Odair foi um primo que morou por uns tempos em minha casa quando eu era garoto. Era já moço e eu apenas um frangote que começava a se achar um rapaz. Um belo dia apareceu lá em casa com uma jaqueta de couro preta, dessas que os motoqueiros usavam nos filmes americanos. Quando o vi, corri para ver a Harley Davidson, mas ele não tinha moto e estava mesmo na penúria.  Que pena, pensei. O irmão mais velho dele teve uma Harley e o dia em que apareceu lá em casa pilotando a máquina para uma visita, foi um sucesso no bairro. Minha mãe muito descolada, pegou uma carona na garupa da moto para o trabalho e a vizinhança toda comentou, chegando a afetar a sua reputação entre as senhora e senhores da redondeza. Ela nem ligou e eu, pelo contrário, fiquei orgulhoso da coragem dela. Ela adorava aventuras e depois nos contou o sucesso que fez com suas colegas ao chegar na garupa de um jovem motoqueiro. Precisou explicar que era seu sobrinho e afilhado para não ficar falada na empresa.

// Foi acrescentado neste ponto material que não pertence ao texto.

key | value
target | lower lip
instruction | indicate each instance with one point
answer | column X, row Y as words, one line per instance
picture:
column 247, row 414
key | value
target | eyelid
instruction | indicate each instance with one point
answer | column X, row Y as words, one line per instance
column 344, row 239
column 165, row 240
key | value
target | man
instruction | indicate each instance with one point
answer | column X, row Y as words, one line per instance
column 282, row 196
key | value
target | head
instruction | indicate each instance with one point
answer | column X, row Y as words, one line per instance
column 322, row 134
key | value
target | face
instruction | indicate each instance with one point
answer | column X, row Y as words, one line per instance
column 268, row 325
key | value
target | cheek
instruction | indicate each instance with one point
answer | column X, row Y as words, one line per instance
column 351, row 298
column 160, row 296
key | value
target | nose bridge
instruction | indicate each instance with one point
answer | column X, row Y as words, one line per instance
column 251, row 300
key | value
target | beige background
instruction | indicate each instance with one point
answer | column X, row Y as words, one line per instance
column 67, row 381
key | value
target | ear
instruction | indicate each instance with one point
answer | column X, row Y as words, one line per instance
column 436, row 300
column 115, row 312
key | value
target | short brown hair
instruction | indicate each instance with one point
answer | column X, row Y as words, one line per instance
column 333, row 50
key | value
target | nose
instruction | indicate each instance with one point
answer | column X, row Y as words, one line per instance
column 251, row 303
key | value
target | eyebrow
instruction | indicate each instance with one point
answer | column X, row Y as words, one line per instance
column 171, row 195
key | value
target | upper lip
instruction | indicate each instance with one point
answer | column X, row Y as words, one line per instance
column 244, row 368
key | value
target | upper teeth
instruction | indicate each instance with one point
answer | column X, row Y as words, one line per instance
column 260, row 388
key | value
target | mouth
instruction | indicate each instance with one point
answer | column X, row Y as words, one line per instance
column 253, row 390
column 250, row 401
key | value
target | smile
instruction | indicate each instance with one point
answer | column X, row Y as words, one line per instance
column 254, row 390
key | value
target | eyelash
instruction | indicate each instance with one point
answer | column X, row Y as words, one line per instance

Mas voltemos ao primo sem moto e sem dinheiro que morou em casa por dois anos. Ele chegava tarde, minha mãe se preocupava, mas ele era maior de idade e devia saber o que estava fazendo, dizia meu pai.   Algumas vezes ele me levava a tiracolo em bailes e festas ou no futebol de várzea, mas nas noitadas eu não tinha chance. Ele contava as suas aventuras amorosas que eu aguardava ansioso para ouvir as narrações picantes dos seus encontros.

Numa dessas contou-me que depois de um baile levou uma dona para casa e por lá dormiu. A mulher tinha um filho de uns dez anos e dormia no mesmo quarto. Fiquei chocado com a história do menino e por muito tempo aquilo vagou em minha cabeça. Ele mesmo achou desagradável, mas o que fazer? Achei uma tristeza o pobre menino vendo sua mãe trazer homens para casa na sua presença. Imaginava o garoto acordado e ouvindo os gemidos da mãe.  Provavelmente ele ainda não havia lido Freud e o famoso complexo de Édipo. Sorte dele, pois poderia ficar mais encucado ao saber que os filhos desejam a mãe só para eles e inconscientemente gostariam de se livrar dos pais. O problema maior é que essa mulher devia levar um cara diferente por semana para a cama. Pobre menino. Espero que não tenha tido problemas pela vida promíscua da mãe.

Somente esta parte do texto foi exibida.